A movimentação dos preços dos alimentos foi a principal contribuição para a inflação acumulada em 2008 medida pelo Índice de Preços ao Consumidor - Classe 1 (IPC-C1), calculado com base nas despesas de consumo das famílias com renda de 1 a 2,5 salários mínimos mensais, e que subiu 7,37% no ano passado. Segundo a Fundação Getúlio Vargas (FGV), que anunciou hoje o índice, os preços dos alimentos acumularam elevação de 12,14% no ano passado, a maior da série histórica do índice, e esse setor respondeu por 65% da variação acumulada em 12 meses do IPC-C1 em 2008.

Agência Estado |

Entre os destaques de elevação de preços dos alimentos na inflação do varejo entre os mais pobres, durante o ano de 2008, estão os aumentos de preços registrados em carnes bovinas (27,28%), hortaliças e legumes (13,97%) e panificados e biscoitos (18,50%). Esses itens contam com considerável peso na cesta de consumo das famílias mais pobres, segundo a FGV.

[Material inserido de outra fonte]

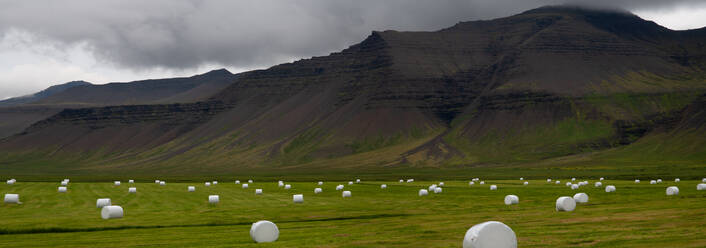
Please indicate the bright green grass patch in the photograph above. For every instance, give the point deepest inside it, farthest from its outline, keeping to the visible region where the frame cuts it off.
(637, 215)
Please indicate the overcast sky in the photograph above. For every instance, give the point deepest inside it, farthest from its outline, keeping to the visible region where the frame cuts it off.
(46, 42)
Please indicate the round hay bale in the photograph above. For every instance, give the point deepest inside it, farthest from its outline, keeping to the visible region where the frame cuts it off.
(264, 231)
(672, 190)
(566, 204)
(511, 199)
(491, 234)
(102, 202)
(701, 186)
(299, 198)
(581, 198)
(12, 198)
(112, 212)
(213, 199)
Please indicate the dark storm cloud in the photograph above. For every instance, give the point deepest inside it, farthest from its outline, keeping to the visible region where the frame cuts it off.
(185, 34)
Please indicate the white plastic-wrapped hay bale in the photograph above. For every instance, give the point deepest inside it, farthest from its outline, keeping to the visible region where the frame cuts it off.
(12, 198)
(102, 202)
(112, 212)
(672, 190)
(491, 234)
(213, 199)
(701, 186)
(264, 232)
(511, 199)
(581, 198)
(566, 204)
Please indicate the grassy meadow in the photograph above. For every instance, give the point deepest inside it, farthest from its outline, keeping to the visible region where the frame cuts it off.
(636, 215)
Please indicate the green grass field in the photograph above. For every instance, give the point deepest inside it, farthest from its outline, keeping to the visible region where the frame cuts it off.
(636, 215)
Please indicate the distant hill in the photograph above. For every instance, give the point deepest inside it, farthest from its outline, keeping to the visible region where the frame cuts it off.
(545, 85)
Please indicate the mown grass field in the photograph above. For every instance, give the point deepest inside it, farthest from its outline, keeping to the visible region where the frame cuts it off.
(637, 215)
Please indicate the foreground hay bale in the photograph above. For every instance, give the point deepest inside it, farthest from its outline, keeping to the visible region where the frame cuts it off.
(299, 198)
(12, 198)
(491, 234)
(566, 204)
(102, 202)
(581, 198)
(213, 199)
(112, 212)
(264, 231)
(672, 190)
(511, 200)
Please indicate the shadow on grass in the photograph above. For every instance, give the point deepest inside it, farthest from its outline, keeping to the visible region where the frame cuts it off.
(112, 228)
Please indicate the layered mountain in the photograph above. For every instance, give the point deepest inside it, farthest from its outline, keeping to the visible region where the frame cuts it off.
(544, 84)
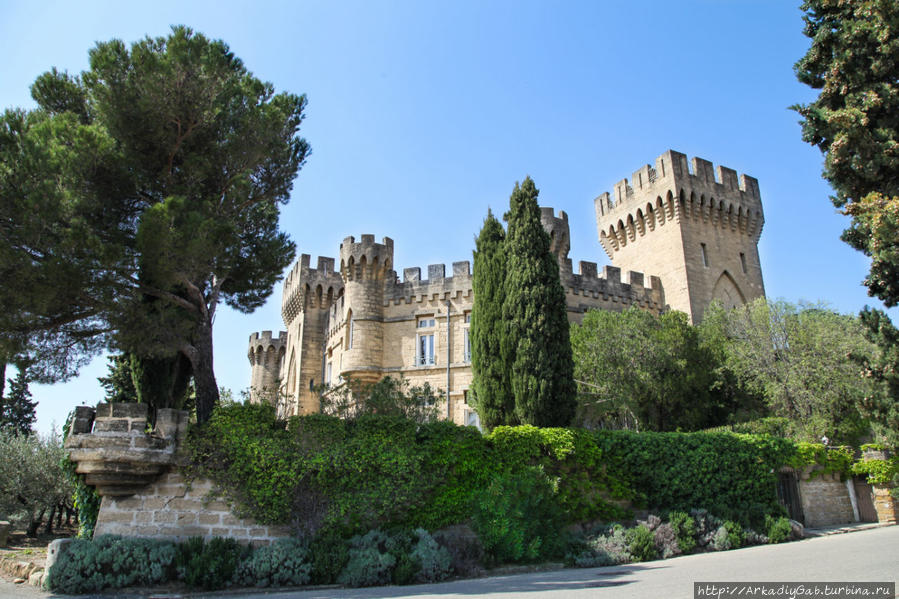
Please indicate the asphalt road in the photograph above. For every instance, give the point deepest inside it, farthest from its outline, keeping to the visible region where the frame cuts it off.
(870, 555)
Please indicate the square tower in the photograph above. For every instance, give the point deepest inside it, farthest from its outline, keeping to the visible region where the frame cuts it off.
(696, 228)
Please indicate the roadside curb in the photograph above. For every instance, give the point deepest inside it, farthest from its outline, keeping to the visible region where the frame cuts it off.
(841, 529)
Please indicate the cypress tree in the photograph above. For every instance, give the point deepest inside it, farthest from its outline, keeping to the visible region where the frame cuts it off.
(536, 338)
(493, 397)
(17, 410)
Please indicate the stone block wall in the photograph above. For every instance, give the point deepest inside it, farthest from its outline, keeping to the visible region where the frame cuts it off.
(886, 505)
(825, 500)
(171, 509)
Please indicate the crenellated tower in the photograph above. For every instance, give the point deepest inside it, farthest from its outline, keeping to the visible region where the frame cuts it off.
(309, 293)
(266, 354)
(366, 268)
(696, 228)
(559, 237)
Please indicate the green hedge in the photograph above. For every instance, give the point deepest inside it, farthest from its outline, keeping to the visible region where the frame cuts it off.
(731, 475)
(320, 472)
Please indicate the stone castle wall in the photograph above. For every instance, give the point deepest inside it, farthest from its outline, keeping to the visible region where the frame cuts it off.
(361, 319)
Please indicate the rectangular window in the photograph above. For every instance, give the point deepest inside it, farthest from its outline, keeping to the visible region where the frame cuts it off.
(424, 342)
(466, 351)
(424, 353)
(350, 334)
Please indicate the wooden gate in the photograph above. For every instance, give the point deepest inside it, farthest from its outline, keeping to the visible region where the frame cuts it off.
(788, 494)
(865, 499)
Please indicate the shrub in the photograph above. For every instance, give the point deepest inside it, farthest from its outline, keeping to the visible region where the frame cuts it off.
(720, 540)
(318, 473)
(329, 553)
(33, 477)
(434, 561)
(464, 548)
(778, 530)
(517, 519)
(735, 535)
(111, 561)
(737, 471)
(370, 563)
(684, 529)
(641, 544)
(707, 526)
(665, 541)
(283, 563)
(209, 565)
(607, 546)
(570, 457)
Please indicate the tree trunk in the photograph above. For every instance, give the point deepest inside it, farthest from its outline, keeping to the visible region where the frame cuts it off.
(200, 357)
(49, 528)
(35, 524)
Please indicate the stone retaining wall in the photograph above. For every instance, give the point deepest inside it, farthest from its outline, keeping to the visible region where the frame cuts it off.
(825, 500)
(171, 509)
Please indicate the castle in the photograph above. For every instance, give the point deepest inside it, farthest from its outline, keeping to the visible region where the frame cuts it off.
(694, 230)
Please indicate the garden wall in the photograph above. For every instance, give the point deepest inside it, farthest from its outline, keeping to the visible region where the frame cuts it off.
(825, 500)
(171, 508)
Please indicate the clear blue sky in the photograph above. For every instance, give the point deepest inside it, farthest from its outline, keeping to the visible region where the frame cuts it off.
(423, 113)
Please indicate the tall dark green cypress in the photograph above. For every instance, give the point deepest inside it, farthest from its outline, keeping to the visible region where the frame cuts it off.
(493, 396)
(536, 338)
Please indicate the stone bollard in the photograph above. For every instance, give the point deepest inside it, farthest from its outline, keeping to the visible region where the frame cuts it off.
(55, 550)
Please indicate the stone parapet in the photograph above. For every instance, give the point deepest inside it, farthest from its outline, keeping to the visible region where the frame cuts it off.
(114, 450)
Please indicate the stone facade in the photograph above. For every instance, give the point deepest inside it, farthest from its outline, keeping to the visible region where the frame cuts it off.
(169, 508)
(135, 471)
(825, 500)
(696, 236)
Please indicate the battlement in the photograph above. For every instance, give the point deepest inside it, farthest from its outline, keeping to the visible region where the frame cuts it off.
(306, 286)
(610, 286)
(557, 227)
(365, 259)
(414, 288)
(673, 173)
(261, 342)
(676, 190)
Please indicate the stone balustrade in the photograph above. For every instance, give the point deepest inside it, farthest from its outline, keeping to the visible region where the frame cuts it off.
(114, 450)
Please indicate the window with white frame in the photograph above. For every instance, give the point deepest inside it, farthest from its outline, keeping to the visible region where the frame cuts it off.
(424, 342)
(349, 335)
(466, 339)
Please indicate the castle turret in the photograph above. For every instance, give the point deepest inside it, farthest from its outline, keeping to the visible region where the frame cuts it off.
(366, 267)
(309, 294)
(698, 231)
(266, 355)
(559, 236)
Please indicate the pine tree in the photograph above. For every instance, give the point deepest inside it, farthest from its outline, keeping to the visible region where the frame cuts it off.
(536, 337)
(493, 396)
(17, 409)
(854, 62)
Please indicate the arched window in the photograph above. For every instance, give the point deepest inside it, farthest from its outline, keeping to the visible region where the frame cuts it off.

Entretanto, na passagem de novembro para dezembro, a principal contribuição para a aceleração do IPC-C1 (de 0,38% para 0,57%) partiu do grupo Transportes, cujos preços voltaram a subir (1,28%). Esse setor foi pressionado por aumento de preços na tarifa de ônibus urbano, cuja taxa de variação passou de 0,00% para 1,40%, no mesmo período.

De novembro para dezembro, das sete classes de despesa usadas para cálculo do índice, quatro apresentaram aceleração ou fim de deflação de preços. Além de Transportes, é o caso de Habitação (de 0,34% para 0,39%); Saúde e Cuidados Pessoais (de 0,16% para 0,73%); e Despesas Diversas (de -0,23% para 0,53%). As outras classes de despesa apresentaram desaceleração ou queda de preços, no mesmo período. É o caso de Alimentação (de 0,60% para 0,55%); Vestuário (de 0,42% para -0,13%); e Educação, Leitura e Recreação (de 0,47% para 0,43%).